In 1970 he had purchased the building at Beatties Ford Road and LaSalle Street. It also opened a “mini-center”, with a seafood shop, a beauty and hair salon, an insurance and real estate office and a small grocery store, the report noted.

McDonald’s rented the spaces to young managers for a relatively low rate and employed local students.

The cafeteria grew in popularity, known for both its family atmosphere and a place where politicians and other city officials gathered. McDonald’s served breakfast, lunch and dinner with entrees including ribs, fried fish, mac and cheese and sweet potato pie.

At the time, few businesses in the area were black-owned.

This is despite the fact that the neighborhoods surrounding Beatties Ford Road were predominantly African American. McDonald’s has worked to change that by using its own capital to provide commercial space at reasonable rates for black managers, the report says.


In 1982 McDonald’s moved the cafeteria to a larger space on Beatties Ford Road. The new location was closer to Interstate 85 at 2812 Beatties Ford Road.

The new spot could accommodate around 250 people. Churches held meetings there. Civic organizations too.

“This cafeteria was the heart of our community,” recalls Erwin. “Everyone was there.

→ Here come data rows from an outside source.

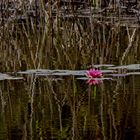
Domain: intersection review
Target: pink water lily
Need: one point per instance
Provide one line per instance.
(93, 73)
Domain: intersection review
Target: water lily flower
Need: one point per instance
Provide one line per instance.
(93, 73)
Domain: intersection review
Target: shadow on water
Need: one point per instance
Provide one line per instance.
(59, 104)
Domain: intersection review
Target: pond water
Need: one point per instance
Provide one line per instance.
(59, 105)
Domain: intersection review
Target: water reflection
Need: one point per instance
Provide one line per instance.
(43, 108)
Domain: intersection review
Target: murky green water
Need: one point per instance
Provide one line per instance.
(54, 106)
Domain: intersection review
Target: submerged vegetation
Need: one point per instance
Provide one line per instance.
(45, 51)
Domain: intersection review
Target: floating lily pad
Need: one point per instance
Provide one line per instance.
(133, 73)
(128, 67)
(118, 75)
(47, 72)
(86, 78)
(8, 77)
(103, 65)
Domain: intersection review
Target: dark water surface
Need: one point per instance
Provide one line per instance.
(44, 107)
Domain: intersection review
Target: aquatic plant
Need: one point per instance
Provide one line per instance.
(94, 76)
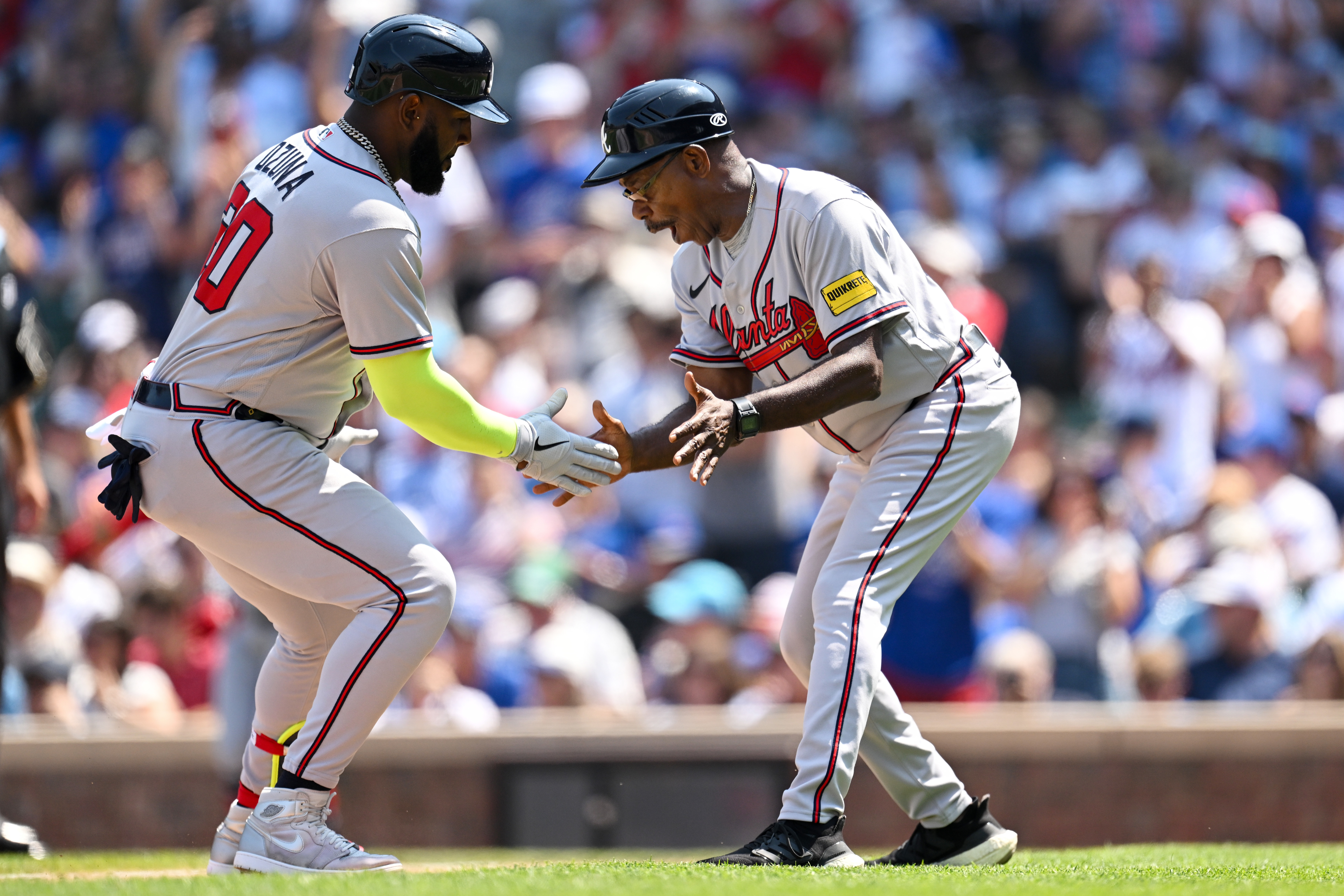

This included Erwin’s sister, Sarah Stevenson.

Stevenson started the Tuesday Morning Breakfast Forum, which met to discuss issues important to the black community. The group gathered over hot coffee at McDonald’s. The forum still exists today.

Whenever Reverend Jesse Jackson came to town, people met him in the cafeteria, Erwin recalled.

The black political caucus would also meet in the cafeteria. Together the members lobbied for better representation in government as well as equal access to things like bank financing. “All we’re still pushing at the moment,” Erwin said.

Stevenson’s forum would grow from its cafeteria roots to a large group that would eventually help people like Dennis, the developer.

“If you were looking to do something or be something in Charlotte,” Dennis said, “and you didn’t go to this forum, it might not have been done.”

At the new location higher up Beatties Ford Road, McDonald’s expanded to include other business ventures. He opened a hotel and amusement park known as Fun City in 1992.

Along the way, his cafeteria has become a “go-to” spot in Charlotte, widely considered the most popular off-chain restaurant in town, the commission’s report said.


In June 2003, the McDonald’s cafeteria closed. At that time, it was owned by a company whose investors included former Charlotte Mayor Harvey Gantt. Gantt and Rep. Mel Watt, a former congressman, cited a tough business climate.

The restaurant, hotel and amusement park fell on hard times after McDonald’s death in 1995 and the restaurant was seized, Observer files show.

Stevenson was saddened by the loss of the community. In a booming city with a high transplant density, the cafeteria was a place where regulars saw each other, Stevenson told an Observer reporter at the time.


The Monuments Commission makes recommendations to the City Council on the designation of historic monuments. A public hearing is scheduled for the McDonald’s cafeteria at the March 28 city council meeting. Council members are also expected to vote on the designation at that time, according to a city spokesperson.

If approved, the building will join 358 other landmark buildings across the county. Other nearby designations include Club Excelsior at 921 Beatties Ford Road. The Grand Theatre, 333 Beatties Ford Road, is also a landmark, along with buildings on the JCSU campus.

Naming the McDonald’s building would give the landmarks commission the power to review the design of the property. Any material changes to the property must first be approved by the commission.

However, this does not prevent demolition. An owner can decide to demolish the building and, according to the law, the commission cannot refuse this request. But he has the power to delay the decision for up to a year to find an alternative.

For Erwin, the building still carries important memories. She remembers McDonald as a father figure.

Dennis, she said, is one of a group of people working to keep that legacy alive.

“(McDonald) was a man who I think had an open heart to do something in his community where his people could come and have a nice place to sit and eat,” Erwin said. “He had a vision for this area.”